YESTERDAY, 11:26pm: While the two sides have indeed spoken, there’s no agreement close at the time being, per Tom Haudricourt of the Milwaukee Journal-Sentinel. Haudricourt adds that the team’s payroll is already “stretched” after signing Grandal and Moustakas.
Should a deal come to fruition, the signing would seem similar to the team’s previous agreements with Yasmani Grandal and Mike Moustakas in that both landed in Milwaukee on shorter-term deals than anticipated. A match between Kimbrel and the Brewers, at least on paper, has looked plausible the longer his market seemed to stagnate. While the bullpen isn’t necessarily a need for a team that already has Josh Hader, Corey Knebel and Jeremy Jeffress, the latter of that trio is currently battling shoulder weakness, and Kimbrel would obviously deepen any team’s ’pen by pushing out its seventh- or eighth-best relief arm.
Kimbrel, 30, reportedly entered the offseason in search of a record contract that’d promise him six years and a total dollar value in excess of $100MM. Those terms, if indeed accurate, likely scared off a number of suitors early in free agency and led to Kimbrel’s stay on the open market lasting far longer than most would’ve anticipated. Certainly, that type of contract is unattainable for him now, though it’s still possible that Kimbrel could establish some type of record payday for a reliever. Currently, Wade Davis’ $17.33MM annual rate is the highest ever for a bullpen arm, and Kimbrel could still conceivably topple that mark.
That’d be serious money for a typically low-spending Brewers club that is already projected to open the season with a franchise-record $127.5MM payroll. Owner Mark Attanasio, however, has already given president of baseball operations David Stearns the green light to guarantee Grandal an $18.25MM salary on a one-year deal with a mutual option. And, the Brewers have every incentive to increase their spending given their recent NLCS run that provided increased revenue while simultaneously raising expectations surrounding the team.
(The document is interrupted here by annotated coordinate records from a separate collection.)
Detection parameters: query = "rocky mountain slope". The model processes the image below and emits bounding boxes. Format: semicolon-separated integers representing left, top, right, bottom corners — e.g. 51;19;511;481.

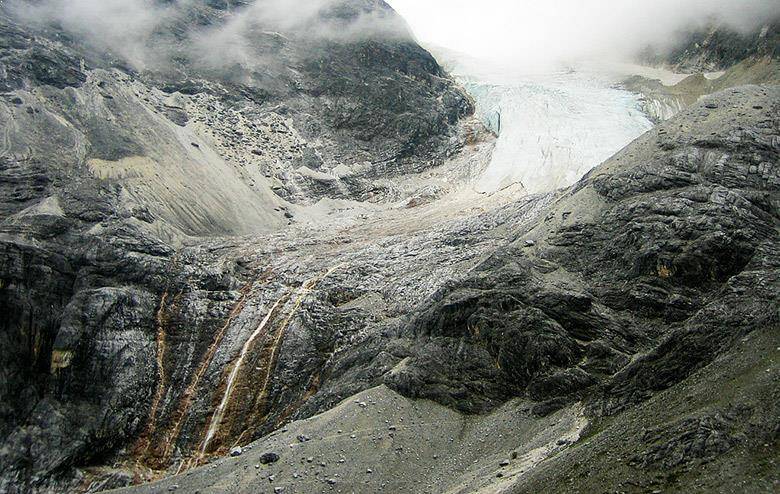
0;0;780;493
117;87;780;492
623;13;780;122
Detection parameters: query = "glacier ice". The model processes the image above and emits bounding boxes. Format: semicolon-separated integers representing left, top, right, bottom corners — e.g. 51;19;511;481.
453;60;653;193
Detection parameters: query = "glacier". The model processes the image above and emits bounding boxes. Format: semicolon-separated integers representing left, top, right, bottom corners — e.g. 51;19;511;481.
448;59;653;193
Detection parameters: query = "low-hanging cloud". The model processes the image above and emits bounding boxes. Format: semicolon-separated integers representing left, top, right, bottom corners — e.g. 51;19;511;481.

Milwaukee has already surrendered its third-highest selection in the 2019 draft for signing Grandal, who rejected the Dodgers’ $17.9MM qualifying offer after the season. The Brewers would surrender their next-highest pick in order to sign Kimbrel, who also rejected a qualifying offer. The Brewers, though, are very much in a win-now mode, and their status as a non-luxury-tax-paying recipient of revenue sharing means they face a lower penalty for signing qualified free agents than CBT payors and teams that do not benefit from revenue sharing.